Kim also pointed out that Breakfast Cure’s success comes as Asian American businesses and restaurants have suffered significantly during the pandemic, in part due to anti-Asian racism.

“Chinese businesses and restaurants and Asian restaurants – why are they closing now? People lose their lifeline because others think our places to eat, our food, are dirty and disgusting, ”Kim said.

Breakfast Cure said in its statement that it donates part of its sales to Asian American organizations.

Congee has long been a dish for commoners that is often eaten when needed because it only requires a few ingredients. In contrast, Breakfast Cure’s slow-cooking meal packs cost $ 14.95 per pack. Kim said the fact that Taylor is enjoying the congee, especially as a white woman, erases the humble nature of the dish.

“She is basically making a large amount of money, or could potentially earn a large amount of money, taking Asian food from everyday people,” Kim said. “She claims the congee is not inherently good, and as a white woman, she has found a way to make the congee much better, which means it serves the palate of the whites.”

Krishnendu Ray, chair of the Department of Nutrition and Food Studies at New York University, said it was no surprise that non-Asians were interested in Asian cuisine from Asia. East. The problem arises when white people are the ones who take advantage of this culture and sell a “kind of white female version of porridge and then call it congee because they want a cool, exotic name.”

“And when that happens, often strangers come in and, in their minds, improve the kitchen,” Ray said.

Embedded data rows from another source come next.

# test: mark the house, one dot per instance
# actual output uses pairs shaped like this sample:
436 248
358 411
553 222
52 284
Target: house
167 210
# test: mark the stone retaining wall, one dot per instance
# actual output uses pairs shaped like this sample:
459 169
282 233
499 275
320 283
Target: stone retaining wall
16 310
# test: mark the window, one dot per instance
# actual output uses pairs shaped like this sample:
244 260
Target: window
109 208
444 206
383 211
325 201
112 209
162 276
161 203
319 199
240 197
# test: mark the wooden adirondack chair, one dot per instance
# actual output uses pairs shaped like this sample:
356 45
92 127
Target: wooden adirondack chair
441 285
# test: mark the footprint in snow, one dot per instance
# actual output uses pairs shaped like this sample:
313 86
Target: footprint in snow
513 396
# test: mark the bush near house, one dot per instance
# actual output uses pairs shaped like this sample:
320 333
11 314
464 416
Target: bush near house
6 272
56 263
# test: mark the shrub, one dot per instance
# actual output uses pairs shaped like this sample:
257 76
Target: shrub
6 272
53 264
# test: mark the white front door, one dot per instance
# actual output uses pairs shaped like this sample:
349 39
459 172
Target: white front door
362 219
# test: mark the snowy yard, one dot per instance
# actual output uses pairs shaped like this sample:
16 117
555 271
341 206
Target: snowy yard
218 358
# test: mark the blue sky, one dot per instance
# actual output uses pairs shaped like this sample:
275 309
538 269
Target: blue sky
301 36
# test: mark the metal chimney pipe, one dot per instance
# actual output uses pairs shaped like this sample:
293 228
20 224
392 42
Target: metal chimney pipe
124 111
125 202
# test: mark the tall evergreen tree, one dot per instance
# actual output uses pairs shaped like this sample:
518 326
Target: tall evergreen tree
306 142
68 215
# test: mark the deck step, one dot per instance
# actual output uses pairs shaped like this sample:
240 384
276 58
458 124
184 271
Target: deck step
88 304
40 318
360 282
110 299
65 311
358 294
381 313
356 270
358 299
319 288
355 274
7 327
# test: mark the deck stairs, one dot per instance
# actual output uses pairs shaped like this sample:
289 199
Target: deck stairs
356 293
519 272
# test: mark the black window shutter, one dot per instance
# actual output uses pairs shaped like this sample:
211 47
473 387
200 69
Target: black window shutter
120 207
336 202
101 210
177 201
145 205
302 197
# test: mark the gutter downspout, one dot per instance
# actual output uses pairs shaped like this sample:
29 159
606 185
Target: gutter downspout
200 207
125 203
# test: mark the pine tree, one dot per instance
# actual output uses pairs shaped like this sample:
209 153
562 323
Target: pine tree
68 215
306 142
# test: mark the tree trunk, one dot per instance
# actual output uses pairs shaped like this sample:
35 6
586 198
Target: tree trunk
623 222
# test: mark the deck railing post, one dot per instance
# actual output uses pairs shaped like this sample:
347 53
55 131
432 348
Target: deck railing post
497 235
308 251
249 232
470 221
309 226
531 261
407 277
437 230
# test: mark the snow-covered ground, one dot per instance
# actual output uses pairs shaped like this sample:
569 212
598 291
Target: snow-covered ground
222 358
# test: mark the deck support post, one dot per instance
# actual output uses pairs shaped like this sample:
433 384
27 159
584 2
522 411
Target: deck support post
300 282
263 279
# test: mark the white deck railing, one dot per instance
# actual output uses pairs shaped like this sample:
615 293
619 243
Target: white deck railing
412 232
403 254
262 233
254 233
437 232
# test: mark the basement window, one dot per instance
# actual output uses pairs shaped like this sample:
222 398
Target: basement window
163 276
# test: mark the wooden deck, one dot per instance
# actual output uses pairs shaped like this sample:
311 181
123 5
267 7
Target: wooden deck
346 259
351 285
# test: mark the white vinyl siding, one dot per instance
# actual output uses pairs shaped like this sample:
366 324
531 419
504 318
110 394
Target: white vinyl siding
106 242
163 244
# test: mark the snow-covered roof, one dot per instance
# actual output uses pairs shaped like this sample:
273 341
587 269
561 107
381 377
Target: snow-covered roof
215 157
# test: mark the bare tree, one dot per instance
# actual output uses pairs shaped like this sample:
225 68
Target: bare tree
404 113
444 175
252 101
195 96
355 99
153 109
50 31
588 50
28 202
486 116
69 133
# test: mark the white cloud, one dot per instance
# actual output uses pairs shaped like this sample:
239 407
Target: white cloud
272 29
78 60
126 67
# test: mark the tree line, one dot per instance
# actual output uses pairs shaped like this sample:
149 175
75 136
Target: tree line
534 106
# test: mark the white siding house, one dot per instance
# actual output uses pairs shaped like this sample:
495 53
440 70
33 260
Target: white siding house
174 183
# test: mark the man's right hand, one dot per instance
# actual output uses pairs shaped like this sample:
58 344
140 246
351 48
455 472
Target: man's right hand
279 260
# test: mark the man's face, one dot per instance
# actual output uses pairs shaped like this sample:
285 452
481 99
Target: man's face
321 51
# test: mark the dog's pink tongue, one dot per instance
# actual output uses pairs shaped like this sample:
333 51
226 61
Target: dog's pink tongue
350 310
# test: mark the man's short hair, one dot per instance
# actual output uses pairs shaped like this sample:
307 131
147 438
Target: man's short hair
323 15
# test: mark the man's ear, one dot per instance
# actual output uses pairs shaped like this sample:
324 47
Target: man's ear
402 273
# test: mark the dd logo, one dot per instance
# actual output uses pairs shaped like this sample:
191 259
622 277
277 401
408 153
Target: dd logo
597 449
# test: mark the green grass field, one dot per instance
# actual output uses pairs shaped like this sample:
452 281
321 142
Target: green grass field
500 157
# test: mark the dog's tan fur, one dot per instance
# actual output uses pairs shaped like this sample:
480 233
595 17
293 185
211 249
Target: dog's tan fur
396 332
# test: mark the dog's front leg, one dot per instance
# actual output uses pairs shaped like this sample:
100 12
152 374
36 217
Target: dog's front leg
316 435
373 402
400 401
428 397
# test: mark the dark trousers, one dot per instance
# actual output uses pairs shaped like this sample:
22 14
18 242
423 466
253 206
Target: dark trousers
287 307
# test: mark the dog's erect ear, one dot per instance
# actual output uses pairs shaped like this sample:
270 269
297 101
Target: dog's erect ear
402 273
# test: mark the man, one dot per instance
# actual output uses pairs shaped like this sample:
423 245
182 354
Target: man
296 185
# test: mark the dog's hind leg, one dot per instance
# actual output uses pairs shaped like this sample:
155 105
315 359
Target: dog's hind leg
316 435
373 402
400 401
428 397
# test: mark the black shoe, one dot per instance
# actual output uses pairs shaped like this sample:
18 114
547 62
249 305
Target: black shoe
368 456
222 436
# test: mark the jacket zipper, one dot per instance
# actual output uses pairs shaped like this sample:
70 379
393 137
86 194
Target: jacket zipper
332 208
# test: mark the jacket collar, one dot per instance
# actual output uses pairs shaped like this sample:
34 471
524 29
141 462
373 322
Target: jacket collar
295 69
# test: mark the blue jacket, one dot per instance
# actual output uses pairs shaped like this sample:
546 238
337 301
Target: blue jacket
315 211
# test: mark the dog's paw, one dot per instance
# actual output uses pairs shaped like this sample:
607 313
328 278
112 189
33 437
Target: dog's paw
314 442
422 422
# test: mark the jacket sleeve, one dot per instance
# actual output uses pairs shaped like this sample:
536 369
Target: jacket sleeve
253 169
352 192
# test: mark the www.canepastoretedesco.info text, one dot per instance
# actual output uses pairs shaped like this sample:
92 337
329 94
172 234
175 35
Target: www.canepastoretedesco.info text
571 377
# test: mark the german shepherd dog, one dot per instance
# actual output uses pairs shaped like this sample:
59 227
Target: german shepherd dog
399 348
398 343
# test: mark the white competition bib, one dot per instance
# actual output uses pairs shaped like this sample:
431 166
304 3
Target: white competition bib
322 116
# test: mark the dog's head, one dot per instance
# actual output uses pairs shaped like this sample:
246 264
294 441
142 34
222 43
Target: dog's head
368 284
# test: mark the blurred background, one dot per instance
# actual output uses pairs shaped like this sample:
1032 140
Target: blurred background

The backlash, which erupted on social media last week, to Breakfast Cure is also, in some ways, “a symptom of strengthening subordinate groups,” Ray said.

“When people complain about cultural appropriation, they complain about the integrity of their communities and cultures, and other people who come in and develop notions of intimacy but not with their consent. “

Ray added that it is important to provide solutions for those who want to enjoy and make food in an intercultural way.

“Cultural property is a complicated question of where to draw the line between appropriation and appreciation,” said Ray.

For Kim, the answer lies in bringing more Asians and Asian Americans into the business rather than just changing the name of the dish to “Oregon porridge,” which she says. , ignores the ethnic inspiration of the food.

“When you do that you don’t say things like ‘I’m reforming, improving or modernizing the congee’ because you’re actually working with a community that doesn’t see it that way,” Kim said.

She added: “They saw their own cuisine as full of healthy and nourishing properties and as a way to find identity in a place where they experience racism and exclusion.”